The flow chart on Sharing a public Git repo over HTTP came about because a friend asked me how to do it and I hadn’t gotten to writing that part of the Git book yet. It ended up a flow chart because I happen to like making them. Anyway, I’ve reached the point that all authors reach (with probably every book) where finishing the thing has become “work”. But, I love helping out other geeks, and I need to get this finished. So, if you’ve got Git questions, that you can’t easily figure out from the docs, please send them my way. It’ll give me incentive to write the remaining stuff or improve the existing. I’ll try and get an answer to you within a day. All I ask is that you give me feedback on whatever I respond with because it’s probably going to end up in the book. ;)

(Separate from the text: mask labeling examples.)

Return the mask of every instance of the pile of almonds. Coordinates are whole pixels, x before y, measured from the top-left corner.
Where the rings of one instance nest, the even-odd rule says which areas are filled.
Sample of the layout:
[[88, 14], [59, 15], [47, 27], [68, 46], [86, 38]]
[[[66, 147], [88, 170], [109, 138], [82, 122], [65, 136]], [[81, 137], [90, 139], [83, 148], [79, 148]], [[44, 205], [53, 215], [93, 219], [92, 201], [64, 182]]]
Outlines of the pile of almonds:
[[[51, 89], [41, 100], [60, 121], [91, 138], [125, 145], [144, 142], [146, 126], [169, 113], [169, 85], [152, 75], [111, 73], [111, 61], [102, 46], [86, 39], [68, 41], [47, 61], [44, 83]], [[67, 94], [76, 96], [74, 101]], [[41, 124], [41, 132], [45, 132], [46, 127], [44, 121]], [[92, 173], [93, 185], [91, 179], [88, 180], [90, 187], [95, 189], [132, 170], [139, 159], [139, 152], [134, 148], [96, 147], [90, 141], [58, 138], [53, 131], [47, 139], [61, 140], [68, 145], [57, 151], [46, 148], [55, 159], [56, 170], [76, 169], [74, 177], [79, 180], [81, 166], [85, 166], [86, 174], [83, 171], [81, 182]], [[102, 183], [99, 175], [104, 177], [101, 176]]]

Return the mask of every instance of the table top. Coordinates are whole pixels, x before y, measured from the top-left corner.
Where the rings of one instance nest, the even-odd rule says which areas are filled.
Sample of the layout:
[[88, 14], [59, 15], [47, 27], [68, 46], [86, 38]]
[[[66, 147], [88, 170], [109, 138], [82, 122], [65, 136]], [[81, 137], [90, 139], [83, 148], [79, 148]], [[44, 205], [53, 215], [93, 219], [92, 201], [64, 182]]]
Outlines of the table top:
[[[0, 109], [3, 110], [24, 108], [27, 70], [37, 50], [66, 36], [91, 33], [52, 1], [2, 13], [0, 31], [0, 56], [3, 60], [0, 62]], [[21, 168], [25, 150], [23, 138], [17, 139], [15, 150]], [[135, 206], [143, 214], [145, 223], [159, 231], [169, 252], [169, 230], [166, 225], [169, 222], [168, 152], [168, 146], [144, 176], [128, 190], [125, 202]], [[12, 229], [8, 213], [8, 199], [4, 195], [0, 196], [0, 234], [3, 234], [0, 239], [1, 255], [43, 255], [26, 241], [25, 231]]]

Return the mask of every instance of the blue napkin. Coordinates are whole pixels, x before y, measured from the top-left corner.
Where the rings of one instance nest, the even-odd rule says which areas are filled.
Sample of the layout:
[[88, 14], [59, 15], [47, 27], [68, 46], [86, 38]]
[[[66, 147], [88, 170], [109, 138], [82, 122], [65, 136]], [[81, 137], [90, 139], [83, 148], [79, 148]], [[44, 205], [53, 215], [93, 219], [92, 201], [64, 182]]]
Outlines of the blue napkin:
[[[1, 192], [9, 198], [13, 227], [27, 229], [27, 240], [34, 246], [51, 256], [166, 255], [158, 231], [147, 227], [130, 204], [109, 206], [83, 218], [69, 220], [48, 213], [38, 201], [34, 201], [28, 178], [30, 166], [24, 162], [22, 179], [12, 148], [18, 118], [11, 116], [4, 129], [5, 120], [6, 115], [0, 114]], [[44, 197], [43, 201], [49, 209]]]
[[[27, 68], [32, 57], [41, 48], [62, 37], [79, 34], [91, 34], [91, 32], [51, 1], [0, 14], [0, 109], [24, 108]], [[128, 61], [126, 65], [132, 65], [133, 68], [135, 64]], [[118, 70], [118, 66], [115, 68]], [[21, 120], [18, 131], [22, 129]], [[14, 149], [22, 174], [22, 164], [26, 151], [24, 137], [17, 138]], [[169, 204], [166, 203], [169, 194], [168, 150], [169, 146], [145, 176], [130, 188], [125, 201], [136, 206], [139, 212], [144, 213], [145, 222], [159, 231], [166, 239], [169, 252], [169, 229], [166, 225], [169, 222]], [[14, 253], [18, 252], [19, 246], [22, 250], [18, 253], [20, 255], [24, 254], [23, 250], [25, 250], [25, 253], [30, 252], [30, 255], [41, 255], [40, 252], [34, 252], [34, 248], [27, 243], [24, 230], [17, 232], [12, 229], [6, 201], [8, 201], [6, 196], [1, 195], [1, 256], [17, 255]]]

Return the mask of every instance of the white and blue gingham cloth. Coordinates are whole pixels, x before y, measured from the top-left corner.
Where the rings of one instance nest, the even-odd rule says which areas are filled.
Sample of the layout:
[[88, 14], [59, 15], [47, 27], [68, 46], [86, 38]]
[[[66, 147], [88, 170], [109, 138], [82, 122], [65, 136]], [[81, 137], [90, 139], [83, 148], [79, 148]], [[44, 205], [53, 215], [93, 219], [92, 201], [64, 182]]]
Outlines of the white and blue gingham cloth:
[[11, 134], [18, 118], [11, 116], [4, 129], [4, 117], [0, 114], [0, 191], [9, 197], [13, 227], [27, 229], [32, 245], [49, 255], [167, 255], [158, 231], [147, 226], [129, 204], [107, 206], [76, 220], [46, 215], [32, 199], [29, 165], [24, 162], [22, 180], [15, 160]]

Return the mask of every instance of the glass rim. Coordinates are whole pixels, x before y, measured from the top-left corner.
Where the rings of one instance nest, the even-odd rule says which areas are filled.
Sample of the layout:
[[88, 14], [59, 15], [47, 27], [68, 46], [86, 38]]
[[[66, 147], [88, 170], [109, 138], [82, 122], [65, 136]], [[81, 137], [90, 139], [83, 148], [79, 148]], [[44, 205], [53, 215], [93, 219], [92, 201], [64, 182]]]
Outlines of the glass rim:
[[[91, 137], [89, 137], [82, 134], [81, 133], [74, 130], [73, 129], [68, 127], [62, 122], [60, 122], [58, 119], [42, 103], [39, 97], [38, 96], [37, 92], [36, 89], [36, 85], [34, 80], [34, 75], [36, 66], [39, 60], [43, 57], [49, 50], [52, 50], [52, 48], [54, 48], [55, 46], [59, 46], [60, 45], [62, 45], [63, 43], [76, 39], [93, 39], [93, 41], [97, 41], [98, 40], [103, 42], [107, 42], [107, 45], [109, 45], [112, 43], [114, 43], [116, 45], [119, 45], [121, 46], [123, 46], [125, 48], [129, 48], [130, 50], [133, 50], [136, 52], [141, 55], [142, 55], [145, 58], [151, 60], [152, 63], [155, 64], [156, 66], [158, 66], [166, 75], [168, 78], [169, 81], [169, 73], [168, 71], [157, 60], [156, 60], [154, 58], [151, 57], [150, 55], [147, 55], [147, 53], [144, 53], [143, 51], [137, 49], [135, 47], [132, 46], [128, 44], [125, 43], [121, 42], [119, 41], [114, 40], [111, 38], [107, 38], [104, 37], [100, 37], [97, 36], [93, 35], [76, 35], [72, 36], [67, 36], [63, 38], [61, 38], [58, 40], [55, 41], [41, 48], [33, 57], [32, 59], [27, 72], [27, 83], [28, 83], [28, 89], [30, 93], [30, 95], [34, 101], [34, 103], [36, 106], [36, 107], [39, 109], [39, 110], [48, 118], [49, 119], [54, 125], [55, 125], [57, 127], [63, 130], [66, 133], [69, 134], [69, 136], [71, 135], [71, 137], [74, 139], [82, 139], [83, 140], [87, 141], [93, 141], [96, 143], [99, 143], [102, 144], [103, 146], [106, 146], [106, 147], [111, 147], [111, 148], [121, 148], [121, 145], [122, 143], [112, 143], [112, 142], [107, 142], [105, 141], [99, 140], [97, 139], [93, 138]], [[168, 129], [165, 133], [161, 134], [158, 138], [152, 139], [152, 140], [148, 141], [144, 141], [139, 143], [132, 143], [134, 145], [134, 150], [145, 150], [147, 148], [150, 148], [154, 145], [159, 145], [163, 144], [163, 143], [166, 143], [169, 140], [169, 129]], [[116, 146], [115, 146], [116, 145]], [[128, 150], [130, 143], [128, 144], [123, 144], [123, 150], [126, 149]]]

Just drop me an e-mail to masukomi @ masukomi.org
OK, a bit lazy here.
I have been using CVS on and off for a long time; so using git is a bit confusing.
If all the repo clones are equivalent, how does one know one is the ‘clean’ repo? On CVS, there is a centralised repo lying somewhere.
I can’t seem to wrap my head around the decentralised model.
Sivaram
Another question.
Is it possible to clone only the HEAD or the latest version of code instead of the entire history?
Other than doing an export and then doing a git –init again?
Sivaram,
Regarding the second question on how to export the current tree without history. Use “git-archive”, this will export the tree as a .tar.gz.